Neuroscience is a great tool for taking ourselves a little less personally.



Share your experience offering a presentation on mindfulness.

  • What went well?
  • What was challenging?
  • What questions came up?


I presented two test subjects with a brief presentation. I couldn’t help but to put on my marketing/sales hat and essentially provide them with an offer they couldn’t refuse. This went well. I provided an explanation of what Mindfulness is including a quick history and the potential benefits for staff and student. Then asked that I be able to provide them with one 15-minute session (class 1 per curriculum).

The question of cost came up in both subjects. I offered the demonstration for free and to trial and audit the course on one classroom before deciding on how many I would be providing for and structuring a fee schedule.

The challenge I have is just how realistic this was. I’m looking forward to answering that question as experience and opportunity allow. Also, if time and interest allowed, I’d love to able to spin off all the research numbers and statistics. I think even if I had these memorized it would be best to be reading from a print-out and have it available to hand over.




To help create a sense closure for the course, please take a moment to let your voice be heard as we say goodbye to one another.
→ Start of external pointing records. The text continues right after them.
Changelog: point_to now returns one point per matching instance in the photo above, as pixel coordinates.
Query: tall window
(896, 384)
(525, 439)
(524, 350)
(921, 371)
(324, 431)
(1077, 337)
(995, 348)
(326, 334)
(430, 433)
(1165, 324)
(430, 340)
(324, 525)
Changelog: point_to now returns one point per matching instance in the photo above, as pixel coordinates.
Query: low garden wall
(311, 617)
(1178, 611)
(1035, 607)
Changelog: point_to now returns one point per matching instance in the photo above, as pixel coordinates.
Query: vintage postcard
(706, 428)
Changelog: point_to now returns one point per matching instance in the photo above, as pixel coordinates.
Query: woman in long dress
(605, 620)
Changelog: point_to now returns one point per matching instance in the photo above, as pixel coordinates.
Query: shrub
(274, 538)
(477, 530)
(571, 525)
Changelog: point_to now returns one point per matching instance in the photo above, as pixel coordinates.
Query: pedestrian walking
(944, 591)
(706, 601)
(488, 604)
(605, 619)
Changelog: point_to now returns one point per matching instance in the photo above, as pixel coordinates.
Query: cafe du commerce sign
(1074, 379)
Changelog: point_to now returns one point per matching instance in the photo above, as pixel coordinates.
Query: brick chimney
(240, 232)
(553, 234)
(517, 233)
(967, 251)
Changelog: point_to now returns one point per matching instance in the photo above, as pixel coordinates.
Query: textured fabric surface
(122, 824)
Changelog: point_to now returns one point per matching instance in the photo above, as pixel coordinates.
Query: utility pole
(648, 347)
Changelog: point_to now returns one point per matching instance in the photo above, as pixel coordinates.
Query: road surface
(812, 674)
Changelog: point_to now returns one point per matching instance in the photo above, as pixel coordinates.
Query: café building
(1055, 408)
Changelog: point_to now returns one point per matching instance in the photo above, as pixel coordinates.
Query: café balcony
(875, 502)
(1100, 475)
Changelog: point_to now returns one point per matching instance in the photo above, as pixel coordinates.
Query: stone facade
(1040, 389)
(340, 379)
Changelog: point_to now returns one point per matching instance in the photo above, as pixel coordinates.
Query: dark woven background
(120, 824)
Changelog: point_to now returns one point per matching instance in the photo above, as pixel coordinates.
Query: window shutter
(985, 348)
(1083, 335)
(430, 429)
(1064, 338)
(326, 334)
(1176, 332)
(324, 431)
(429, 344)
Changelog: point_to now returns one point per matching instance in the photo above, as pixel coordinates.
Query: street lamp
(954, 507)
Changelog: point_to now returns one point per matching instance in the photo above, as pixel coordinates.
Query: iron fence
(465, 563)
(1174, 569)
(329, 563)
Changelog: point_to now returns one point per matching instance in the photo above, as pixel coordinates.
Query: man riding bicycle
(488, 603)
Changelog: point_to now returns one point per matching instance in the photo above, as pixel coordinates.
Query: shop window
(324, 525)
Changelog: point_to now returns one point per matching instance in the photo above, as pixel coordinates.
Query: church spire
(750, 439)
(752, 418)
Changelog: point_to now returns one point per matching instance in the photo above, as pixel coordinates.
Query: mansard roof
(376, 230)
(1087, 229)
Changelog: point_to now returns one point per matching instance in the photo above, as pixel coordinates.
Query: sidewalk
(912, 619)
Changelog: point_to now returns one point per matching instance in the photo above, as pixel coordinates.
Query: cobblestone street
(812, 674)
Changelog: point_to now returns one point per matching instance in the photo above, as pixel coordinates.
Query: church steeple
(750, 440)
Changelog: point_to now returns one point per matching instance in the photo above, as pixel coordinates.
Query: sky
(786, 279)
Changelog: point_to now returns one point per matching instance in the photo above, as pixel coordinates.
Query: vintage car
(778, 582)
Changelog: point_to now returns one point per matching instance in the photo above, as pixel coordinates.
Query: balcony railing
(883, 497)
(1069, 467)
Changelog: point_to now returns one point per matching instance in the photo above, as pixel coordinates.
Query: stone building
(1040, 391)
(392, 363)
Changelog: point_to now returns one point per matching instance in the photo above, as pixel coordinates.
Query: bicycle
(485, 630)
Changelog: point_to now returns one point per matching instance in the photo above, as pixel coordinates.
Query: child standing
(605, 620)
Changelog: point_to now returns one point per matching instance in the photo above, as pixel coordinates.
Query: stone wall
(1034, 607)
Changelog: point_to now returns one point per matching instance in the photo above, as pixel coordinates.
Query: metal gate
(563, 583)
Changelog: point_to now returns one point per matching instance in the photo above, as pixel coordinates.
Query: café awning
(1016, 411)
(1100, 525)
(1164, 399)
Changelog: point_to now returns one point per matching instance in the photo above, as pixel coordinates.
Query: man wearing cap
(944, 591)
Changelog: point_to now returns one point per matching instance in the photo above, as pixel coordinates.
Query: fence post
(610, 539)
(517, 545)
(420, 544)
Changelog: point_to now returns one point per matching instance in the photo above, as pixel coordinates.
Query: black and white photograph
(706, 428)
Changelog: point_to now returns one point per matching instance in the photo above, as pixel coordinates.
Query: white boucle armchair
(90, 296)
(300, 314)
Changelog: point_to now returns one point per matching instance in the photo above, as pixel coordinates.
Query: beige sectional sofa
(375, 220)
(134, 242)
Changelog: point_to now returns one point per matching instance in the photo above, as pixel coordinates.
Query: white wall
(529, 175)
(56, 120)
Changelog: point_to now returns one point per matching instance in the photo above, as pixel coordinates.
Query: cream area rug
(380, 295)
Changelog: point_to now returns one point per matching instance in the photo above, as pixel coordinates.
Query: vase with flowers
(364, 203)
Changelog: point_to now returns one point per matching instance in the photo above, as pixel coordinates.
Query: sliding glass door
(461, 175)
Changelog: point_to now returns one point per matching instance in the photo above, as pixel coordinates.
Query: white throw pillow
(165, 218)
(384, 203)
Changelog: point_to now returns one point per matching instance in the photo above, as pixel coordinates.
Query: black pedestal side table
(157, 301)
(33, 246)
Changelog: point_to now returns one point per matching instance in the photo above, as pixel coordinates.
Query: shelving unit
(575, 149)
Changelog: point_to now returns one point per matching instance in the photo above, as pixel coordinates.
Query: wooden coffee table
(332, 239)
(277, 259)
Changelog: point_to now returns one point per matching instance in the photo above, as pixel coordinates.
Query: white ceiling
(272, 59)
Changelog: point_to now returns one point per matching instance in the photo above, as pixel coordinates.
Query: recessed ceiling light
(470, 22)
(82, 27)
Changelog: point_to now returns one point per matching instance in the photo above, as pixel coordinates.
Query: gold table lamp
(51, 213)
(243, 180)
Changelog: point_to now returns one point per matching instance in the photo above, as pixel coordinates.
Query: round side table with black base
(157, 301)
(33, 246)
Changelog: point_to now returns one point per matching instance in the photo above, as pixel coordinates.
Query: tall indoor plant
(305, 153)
Please:

  1. Share a key learning you’re taking from the course, how it felt to participate with others in this way, how you plan to use the curriculum, a particular appreciation, etc.
  2. If you chose to complete Assignment #2 for week 6, please share one concrete action you’ll take in the realm of teaching (or preparing to teach) mindfulness to young people.

I’m really impressed with the curriculum and delivery. Although the teachers display such confidence of their knowledge and skill in transmitting lessons, I never lost touch with the idea that we are on the cutting edge of a revolution in early developmental education.

Not having direct experience in teaching youth, I was apprehensive about the reasoning I had in taking the course. I almost immediately felt assured that this was an invaluable step on my intuitive path. “If you’re headed in the right direction, keep walking.” Thus far, when my intentions and attention are set, actions seem to follow. Taking the advice to get the word out there about my involvement and training, taking small proactive steps as appropriate, I’ll see what happens.

Deep bow to the core staff and especially Sarah Waxman for your open, honest and creative feedback throughout the course. Looking forward to what’s down the road.

With gratitude and metta!




Thank you for starting this thread Kari! I’m with the gratitude all the hard work they’ve put into this incredible program and school. Just immeasurable potential from the seeds they/we are planting.

I was on the fence about taking this course at first as I have no experience teaching youth (other than my own). I love the work I’m involved in; guiding meditation in groups and was searching for a path to gain more knowledge and potentially work toward teaching. I have the initial MBSR courses behind me and I must say I feel they are dry and tedious in comparison to the pace and lively delivery of this course. I had a nice conversation with Christina in signing up for the course and decided to keep an open mind and heart about the curriculum and can honest say I fell in love with it right away.

I’ve been listening to Vinny for years and always walk away with something new. It’s been fun and insightful to see him at work with his passion. Megan and Chris = salt of the earth. Smart, hardworking folks that are also very approachable and personable.

Sarah, I especially owe you a huge debt of gratitude for your input during the webinar. I know we only get a brief moment to ask a question and feel I may have been misinterpreted a bit (happens a lot).  Without your quick and honest response I probably would have felt even more challenged fitting in here or keeping my hope and energy flowing about continuing on with any level of confidence. I am a self-starter and not afraid to offer what I can (even for free – at first) but certainly not looking to step on any (staff) toes in the process. Deep bow. Thank you. (By the way, I think we may have crossed paths a couple times – if you see me around, holler!).

Have a pleasant holiday. Tons to be thankful for!